Ödemiş'in Ayasurt köyünden olan Gökçen Hüseyin Efe, 1307'de doğruyor ve 1919'da Kurtuluş Savaşı'nda hayatını kaybediyor. Kurtuluş Savaş'ında Tire yöresinde Yunanlılar'a karşı önemli yararlılıklar gösterdiği için yörede ünleniyor ve ölümünden sonra Cumhuriyet Hükümeti'nce adı "Fata" köyüne veriliyor.
Daha önce bir süre Çakırcalı Mehmet Efe'ye kızanlık eden Gökçen Efe, Kurtuluş Savaşı yıllarında hemşerisi Halil Efe ile halkı örgütleyerek, çete kuvvetleri oluşturuyor. Başlangıçta, arkadaşlarıyla birlikte Demirci Mehmet Efe'ye katılıyor. Demirci Efe'den 100 dolayında silah alarak, arkadaşlarını silahlandırıyor. Tire köylerinden katılanlarla, bu sayıyı daha da çoğaltarak mücadeleye başlıyorlar.
Yunan işgal kuvvetleri komutanı, Gökçen Efe'yi dağdan inmeye razı etmek için çeşitli girişimlerde bulunuyorsa da başarılı olamıyor. Sözgelişi başka türlü ikna edemeyince, kellesini getirenlere para vaadediyor. Fakat o da sökmüyor.
Gökçen Efe arkadaşlarıyla birlikte Yunanlılar'ın sınır karakollarıyla Fata köyündeki merkez karakoluna baskınlar düzenliyor. Fata karakolundaki baskın sırasında şiddetli çarpışmalar oluyor. Karakol ateşe veriliyor, içindeki cephanelik yüzünden karakol havaya uçuyor.
Gökçen Efe ve arkadaşları, bu baskından sonra yöredeki Yunanlılar'a göz açtırmıyorlar.
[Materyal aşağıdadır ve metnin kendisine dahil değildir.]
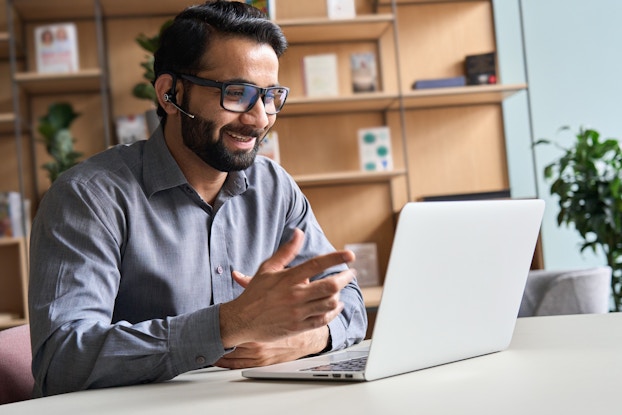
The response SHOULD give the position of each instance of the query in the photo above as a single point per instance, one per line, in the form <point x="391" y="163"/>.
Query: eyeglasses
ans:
<point x="241" y="97"/>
Fakat bu arada Gökçen Efe ağır hastalanıyor. Buna rağmen çarpışmalara katılmaktan geri durmuyor. Hasta haliyle katıldığı çarpışmaların birinde, 1919 senesinde, hayatını kaybediyor.
Daha sonra Cumhuriyet döneminde, Fata köyünün adı "Gökçen" olarak değiştiriliyor.
Arkadaşı Hacı Halil Efe, Gökçen Efe'yi şöyle tanımlıyor:
"Gökçen Efe, Osmanlıya karşı zeybeklik yapmakla beraber, kanlı silahını yalnız düşmana çevirmiş kahraman bir Ödemiş delikanlısıdır."
Gökçen Efe'nin bir süre Çakırcalı'ya kızanlık ettiğini hatırlatan Fuat Edip Baksı, Efe ve eşkıyaların dağa çıkışını şu nedenlere bağlıyor:
1) İki tür "yolsuzluk". Birincisi, toplumsal yapıdaki "yolsuzluk" lar; ikincisi, maddi "yollar" ın yokluğu.
Baksı, bu "yolsuzluk" ların Anadolu köylülerini "ana ocağından ve yar kucağından" ayırıp dağlara sürüklediğini vurguluyor.
2) Eskiden "mukadder bir felaket" olarak görülen sonu belirsiz "askerlik" sorunu.
3) İstibdat hükümetinin haksızlıklarına uğrayanların çocuklarının hoşnutsuzlukları.
4) Devlet örgütünün aczinden yararlanıp, zalimlerden öç almayı amaçlayanlar.
5) İşledikleri türlü suçlarından, cezalarından kurtulmak için efelik hayatına atılanlar.
Baksı, eşkıyalığı söyle tanımlıyor:
"Kısaca eşkıyalık, Osmanlı idaresinin zorla yarattığı kanlı, bıçaklı bir belanın adıdır."